At a recent conference in New Delhi, the sprightly 81-year-old could be found speaking to city planners from all over, stressing the need to protect forest areas and other public spaces for citizens to meet and socialise.

“They (India’s cities) are mostly getting worse, but the good thing is that they are a system of cities. It's not like Lagos dominates Nigeria, London dominates England and Paris in France. That's deadly,” he told AFP.

Correa’s hope is that small and medium-sized towns can be developed and grown, integrating efficient public transport and proper planning which are missing in the current urban centres of Delhi, Mumbai, Kolkata or Bangalore.

Medium-density residential buildings of five to six storeys are ideal structures, not the vanity high-rise projects whose occupants overwhelm local infrastructure and public amenities.

“You can’t go on overloading these existing cities. They will break down,” says the former chairman of the National Commission on Urbanisation and one-time Harvard professor.

“I do worry and despair that our government won't understand that you need a proactive role,” he sighs, holding his round thick-framed spectacles which recall one of his heroes, the French master Le Corbusier.

The scale of the task, and the stakes for the hundreds of millions involved, could not be larger.

India is a land of gigantic, often alarming numbers, but those available for the predicted explosion in the urban population are truly arresting.

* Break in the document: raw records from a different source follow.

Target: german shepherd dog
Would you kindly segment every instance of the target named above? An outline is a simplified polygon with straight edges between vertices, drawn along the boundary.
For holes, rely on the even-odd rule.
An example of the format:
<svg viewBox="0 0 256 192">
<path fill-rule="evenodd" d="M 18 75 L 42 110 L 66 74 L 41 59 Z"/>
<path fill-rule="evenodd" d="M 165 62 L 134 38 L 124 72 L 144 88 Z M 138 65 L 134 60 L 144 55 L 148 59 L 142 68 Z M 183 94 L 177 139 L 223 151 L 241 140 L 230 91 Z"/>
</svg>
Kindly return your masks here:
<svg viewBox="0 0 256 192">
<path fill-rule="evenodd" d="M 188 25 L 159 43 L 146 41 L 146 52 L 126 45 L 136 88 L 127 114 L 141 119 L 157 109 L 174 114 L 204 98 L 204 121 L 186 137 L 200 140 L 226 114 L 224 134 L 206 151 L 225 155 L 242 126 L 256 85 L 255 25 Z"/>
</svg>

Only 30 per cent of India’s 1.2-billion population live in cities currently, far lower than the 50.6 per cent in China or the 70-80 per cent in developed countries, according to the UN’s 2011 World Urbanisation Prospects report.

It forecasts India’s urban population will grow 28 per cent from its current level of 377 million to 483 million by 2020. By 2030, it will have grown 60 per cent to 606 million.

The McKinsey Global Institute research centre says India needs 700-900 million square metres of residential and commercial space a year, 350-400 kilometres of new metros and subways a year and 19,000-25,000 kilometres of road lanes.

“This urban expansion will happen at a speed quite unlike anything India has seen before,” conclude the authors of the 2010 report.

 ‘Not in Delhi or Bombay’

Correa’s home town of Mumbai with its 20,000 inhabitants per square kilometre on average has vastly exceeded the limits of its infrastructure, as demonstrated by its astronomical property prices and dangerously overloaded trains.

In the early 60s, Correa worked on a plan called the New Bombay which proposed opening up areas for office and residential space across from the main landmass that forms the heart of the city.

“When we were working on the New Bombay, the city was just four million. It was going to be eight million and we said 'it's never going to work if we are 8 million,” he says.

The plan was mostly ignored and today Mumbai, as it is now officially known, has a population of 12.5 million according to the 2011 census.